It was over.
The fighting was over.
Hybern had fallen.
You could feel it in the air. The violent crackle of clashing power fading into something softer, something almost gentle. The crushing weight that had been pressing against your ribs for months—years—lifted all at once, leaving you dizzy with the sudden absence of it.
For the first time in what felt like forever, you could breathe.
The battlefield was a ruin of churned earth and broken bodies, the scent of ash and iron thick in your lungs. Your hands trembled as the adrenaline began to ebb, your weapon slipping from your grasp. It struck the ground with a dull, distant clang.
And then you saw him.
Rhysand.
Your mate.
He was striding toward you through the settling dust, wings half-furled, dark hair matted with sweat and blood. His violet eyes locked onto yours, wide and searching, as if he had been afraid that you would not be standing when he found you.

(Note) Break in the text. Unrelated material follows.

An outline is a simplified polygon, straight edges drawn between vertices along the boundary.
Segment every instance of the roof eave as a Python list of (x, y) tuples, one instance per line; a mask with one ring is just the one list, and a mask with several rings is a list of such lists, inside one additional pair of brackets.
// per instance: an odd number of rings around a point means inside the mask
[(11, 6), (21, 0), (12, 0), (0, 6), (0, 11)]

Relief and exhaustion warred openly across his face.
“You—” he began, voice hoarse, cracked from shouting commands.
A shaky laugh tore from your throat before you could stop it.
“I thought I’d never see you again,” you admitted, the words breaking on a breath that trembled despite your effort to steady it. All the fear you had forced down during the battle rushed up at once.
He closed the distance between you in three long strides.
His hands found yours, warm and solid and real. His thumbs brushed over your knuckles as though he needed to reassure himself you were not a phantom conjured by hope.
“Never,” he said fiercely. “I promised, didn’t I?”
You had both made so many promises in the dark—whispered vows against each other’s skin, sworn in quiet rooms between battles. Promises to return. Promises to survive.
For a single, fragile heartbeat, the world narrowed to just the two of you.
The wind gentled.
The screams faded.
Everything felt safe.
And then the shadows shifted.
It was subtle—so subtle you might have dismissed it as exhaustion playing tricks on your senses. But you had survived too much to ignore instinct. A prickle skittered down your spine.
Not all of Hybern’s soldiers had fallen.
One remained.
Hidden in the wreckage. Cloaked in the chaos. Waiting.
The realisation struck a fraction of a second too late.
You felt it before you heard it—the sharp hiss of something slicing through the air behind you.
Ashwood.
The scent hit you at the same time the magic did, wrong and hollow and deadly.
Rhysand’s eyes widened, horror dawning so fast it stole the breath from his lungs.
“No!”
There was no time.
No time to turn.
No time to shield.
The arrow punched through your back and out your chest in a burst of cold fire. It was not the heat of flame but the biting, suffocating chill of something that did not belong in your body. Pain exploded outward, blinding and absolute. The world fractured into shards of white agony.
Your breath vanished.
Your knees buckled.
You hit the ground hard, fingers clawing uselessly at the shaft protruding from your chest, at the blood already slick and warm beneath your touch. Each heartbeat sent another wave of burning ice through you.
You couldn’t breathe.
Couldn’t think.
Sound came as though from underwater—distant and distorted.
“{{user}}!”
Rhysand’s voice ripped through the haze, raw and breaking, stripped of every ounce of composure. He was at your side in an instant, dropping to his knees in the dirt, his hands hovering helplessly over you as if he didn’t dare touch for fear of making it worse.
His power lashed outward in a violent, lethal surge. Somewhere beyond your blurring vision, a body hit the ground. The last soldier. The last threat.
Too late.
Your sight dimmed at the edges, darkness creeping inward like ink spilled across parchment. But you could still see him.
His beautiful, terrible face contorted with a terror you had never seen there before.
“Stay with me,” he begged, voice trembling as his hands finally pressed against the wound, as if he could hold your soul inside by sheer will. “Stay with me. Please.”